What you will be graded on

This project tests four things directly:
  1. DuckLake design principles. You can explain and defend the separation of a SQL metadata catalog from Parquet data files, snapshots and immutability, and time travel.
  2. Lakehouse construction and initial population on RustFS. You stand up DuckLake over a RustFS S3 layer and land real data in the raw layer.
  3. Version control and layered operations. You run raw to silver to gold transformations and exercise snapshots, time travel, rollback, and schema evolution on several datasets.
  4. Local-to-Hugging-Face interaction. You ingest Hugging Face datasets through local Docker storage into the lakehouse, and push a curated gold table back to the Hub.

Architecture

A layered architecture. Top left, data sources (dataset hubs such as Hugging Face and Kaggle, plus streaming and batch) are ingested down the left into the RustFS raw object-storage layer. DuckDB, the query and transform engine, reads RustFS through the DuckLake catalog (schemas, snapshots, fragment index, time travel) and builds the medallion layers from raw (objects plus URIs) to silver (clean) to gold (aggregate, ML-ready). The gold layer is published up the right to the Hugging Face Hub. Editable diagram source: images/lakehouse.c4.yaml Read the diagram as three separated planes plus external sources and a sink. Ingestion lands raw data in RustFS: bytes and files are written straight into the object store’s raw area from whatever source you have, a dataset hub (Hugging Face, Kaggle), a streaming feed, or a batch drop, never through the engine. In this project your source is the Hugging Face Hub, but the lakehouse treats them all the same. DuckDB is the query and transform engine: it reads raw from RustFS through the DuckLake catalog, runs the SQL that builds silver then gold, and a curated gold table is published back to the Hub (push_to_hub). In the middle, DuckLake is the table format and catalog (what tables exist, their schemas, and every snapshot), and RustFS is plain object storage holding the Parquet bytes. The engine reaches storage through the catalog: DuckDB → ATTACH (SQL) → DuckLake → data files → RustFS. That separation is the whole idea, and it mirrors how larger platforms are built (compute, catalog, and storage as independent layers): cheap immutable data files in object storage, transactional bookkeeping in a database that any number of clients can read, and a query engine that is the only thing that has to understand both.

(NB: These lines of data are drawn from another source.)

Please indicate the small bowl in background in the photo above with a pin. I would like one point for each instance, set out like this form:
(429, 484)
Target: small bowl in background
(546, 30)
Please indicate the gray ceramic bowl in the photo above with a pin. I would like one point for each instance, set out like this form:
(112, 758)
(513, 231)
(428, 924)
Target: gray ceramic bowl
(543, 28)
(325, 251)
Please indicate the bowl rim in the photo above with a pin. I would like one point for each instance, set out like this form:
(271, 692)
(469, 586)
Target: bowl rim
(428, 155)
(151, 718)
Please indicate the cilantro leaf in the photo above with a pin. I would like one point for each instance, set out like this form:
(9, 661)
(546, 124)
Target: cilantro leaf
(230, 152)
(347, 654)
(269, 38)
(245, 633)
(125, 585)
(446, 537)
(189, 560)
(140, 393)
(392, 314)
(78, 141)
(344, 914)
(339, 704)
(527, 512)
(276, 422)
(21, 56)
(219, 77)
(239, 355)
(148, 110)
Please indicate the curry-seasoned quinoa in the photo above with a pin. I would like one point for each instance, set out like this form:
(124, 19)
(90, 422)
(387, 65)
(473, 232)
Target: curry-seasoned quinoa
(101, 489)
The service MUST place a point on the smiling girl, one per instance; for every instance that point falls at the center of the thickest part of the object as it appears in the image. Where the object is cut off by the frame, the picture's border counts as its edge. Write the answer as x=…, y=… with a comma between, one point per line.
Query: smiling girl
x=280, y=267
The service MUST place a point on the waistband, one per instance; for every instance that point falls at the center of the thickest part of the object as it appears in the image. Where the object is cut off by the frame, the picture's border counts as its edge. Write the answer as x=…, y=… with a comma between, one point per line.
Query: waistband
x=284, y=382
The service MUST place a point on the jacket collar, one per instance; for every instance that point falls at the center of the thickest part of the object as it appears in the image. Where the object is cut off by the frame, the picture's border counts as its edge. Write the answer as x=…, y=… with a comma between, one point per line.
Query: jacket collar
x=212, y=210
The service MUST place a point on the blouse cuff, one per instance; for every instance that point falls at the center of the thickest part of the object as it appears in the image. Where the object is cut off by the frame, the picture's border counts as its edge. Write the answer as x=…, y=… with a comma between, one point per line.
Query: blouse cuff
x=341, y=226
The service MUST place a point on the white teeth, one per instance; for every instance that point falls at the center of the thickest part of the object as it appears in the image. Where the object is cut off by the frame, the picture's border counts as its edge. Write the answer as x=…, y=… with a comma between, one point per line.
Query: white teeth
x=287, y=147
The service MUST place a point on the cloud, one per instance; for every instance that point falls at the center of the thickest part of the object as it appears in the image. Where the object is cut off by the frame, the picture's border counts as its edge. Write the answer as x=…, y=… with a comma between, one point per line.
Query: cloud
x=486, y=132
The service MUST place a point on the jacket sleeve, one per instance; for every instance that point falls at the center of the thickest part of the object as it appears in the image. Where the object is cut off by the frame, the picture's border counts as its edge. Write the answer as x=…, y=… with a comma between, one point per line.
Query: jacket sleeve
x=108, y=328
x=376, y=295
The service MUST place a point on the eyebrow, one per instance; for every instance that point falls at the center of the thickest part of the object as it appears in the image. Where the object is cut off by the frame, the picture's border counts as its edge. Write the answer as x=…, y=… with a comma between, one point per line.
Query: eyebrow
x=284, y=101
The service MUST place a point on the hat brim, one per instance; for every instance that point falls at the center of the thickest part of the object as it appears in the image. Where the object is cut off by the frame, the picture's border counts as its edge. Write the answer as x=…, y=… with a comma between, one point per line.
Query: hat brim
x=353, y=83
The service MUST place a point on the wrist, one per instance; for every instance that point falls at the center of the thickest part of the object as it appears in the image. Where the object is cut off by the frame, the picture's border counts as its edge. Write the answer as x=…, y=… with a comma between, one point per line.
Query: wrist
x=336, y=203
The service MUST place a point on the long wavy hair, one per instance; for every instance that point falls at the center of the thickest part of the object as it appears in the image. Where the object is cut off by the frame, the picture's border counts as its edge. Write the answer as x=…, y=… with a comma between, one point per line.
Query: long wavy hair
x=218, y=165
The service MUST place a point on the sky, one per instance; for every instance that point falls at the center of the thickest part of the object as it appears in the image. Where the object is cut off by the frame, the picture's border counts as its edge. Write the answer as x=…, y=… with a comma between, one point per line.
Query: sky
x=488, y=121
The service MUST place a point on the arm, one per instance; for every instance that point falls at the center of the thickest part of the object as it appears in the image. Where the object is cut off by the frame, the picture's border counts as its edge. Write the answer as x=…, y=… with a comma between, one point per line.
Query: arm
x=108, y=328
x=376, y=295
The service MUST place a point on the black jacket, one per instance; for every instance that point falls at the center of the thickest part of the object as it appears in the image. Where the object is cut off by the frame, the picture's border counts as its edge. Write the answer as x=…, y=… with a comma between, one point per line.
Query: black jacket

The stack you must understand

  • DuckLake keeps its catalog in a SQL database (here, a DuckDB file) and stores table data as Parquet in object storage. Every change (insert, update, delete, schema change) produces a new immutable snapshot; updates are modeled as delete-plus-insert. You read old states with time travel, for example ... AT (VERSION => 3). There are no primary keys, foreign keys, or UNIQUE/CHECK constraints, so data quality is your job in silver and gold. See the DuckLake docs.
  • RustFS is an Apache-2.0, Rust, S3-compatible object store (a MinIO alternative) that you run in Docker. DuckLake talks to it through DuckDB’s httpfs extension and an S3 secret with a custom endpoint.
  • Medallion layers: raw is data exactly as ingested; silver is cleaned, typed, and deduplicated; gold is the curated, ML-ready product (features and labels, aggregates).
  • Hugging Face datasets are your sources and one of your sinks. Tabular and text columns land directly as Parquet; image and video columns are extracted to object storage with only their URIs kept in the tables (see the section on images, video, and sensor data below).

Starter scaffold

Fork this layout and fill it in.
lakehouse-project/
  docker-compose.yml
  .env                 # HF_TOKEN=...  (do not commit real tokens)
  local-store/         # local Docker host storage (staging area)
  sql/
    00_attach.sql       # extensions + S3 secret + ATTACH DuckLake
    10_raw.sql          # land datasets in the raw layer
    20_silver.sql       # raw -> silver transforms
    30_gold.sql         # silver -> gold feature/label tables
  notebooks/            # or scripts/: ingestion, transforms, HF round-trip
  rebuild.sh            # rebuild the whole lakehouse from scratch
  README.md

docker-compose.yml

services:
  rustfs:
    image: rustfs/rustfs:latest
    ports:
      - "9000:9000"   # S3 API
      - "9001:9001"   # web console
    volumes:
      - ./rustfs-data:/data   # host dir must be owned by UID 10001 (RustFS runs as non-root)
      - ./rustfs-logs:/logs
    # Default credentials are rustfsadmin / rustfsadmin. Change them for anything real,
    # and confirm the credential env-var names against the RustFS docs for your image tag.

  lab:
    image: python:3.12-slim
    working_dir: /workspace
    depends_on: [rustfs]
    volumes:
      - ./:/workspace
      - ./local-store:/data/local   # the "local storage" half of objective 4
    environment:
      AWS_ACCESS_KEY_ID: rustfsadmin
      AWS_SECRET_ACCESS_KEY: rustfsadmin
      S3_ENDPOINT: "http://rustfs:9000"
      HF_TOKEN: ${HF_TOKEN:-}
    command: sleep infinity   # exec in and run: pip install duckdb datasets huggingface_hub boto3
Create the rustfs-data directory and give it to UID 10001 before the first up (mkdir -p rustfs-data && sudo chown 10001 rustfs-data), then create a bucket named lakehouse from the console at http://localhost:9001 or with boto3.

sql/00_attach.sql

INSTALL ducklake; LOAD ducklake;
INSTALL httpfs;   LOAD httpfs;

CREATE OR REPLACE SECRET rustfs (
    TYPE s3,
    KEY_ID 'rustfsadmin',
    SECRET 'rustfsadmin',
    ENDPOINT 'rustfs:9000',   -- use 'localhost:9000' if you connect from the host
    URL_STYLE 'path',
    USE_SSL false
);

-- catalog (metadata) in a DuckDB file; data files on the RustFS bucket
ATTACH 'ducklake:metadata.ducklake' AS lake (DATA_PATH 's3://lakehouse/');
USE lake;
CREATE SCHEMA IF NOT EXISTS raw;
CREATE SCHEMA IF NOT EXISTS silver;
CREATE SCHEMA IF NOT EXISTS gold;

Land your first dataset and take a snapshot

import datasets, duckdb

# 1. pull a Parquet-based HF dataset through local Docker storage
ds = datasets.load_dataset("OWNER/PARQUET_DATASET", split="train")
ds.to_parquet("/data/local/raw_tmp.parquet")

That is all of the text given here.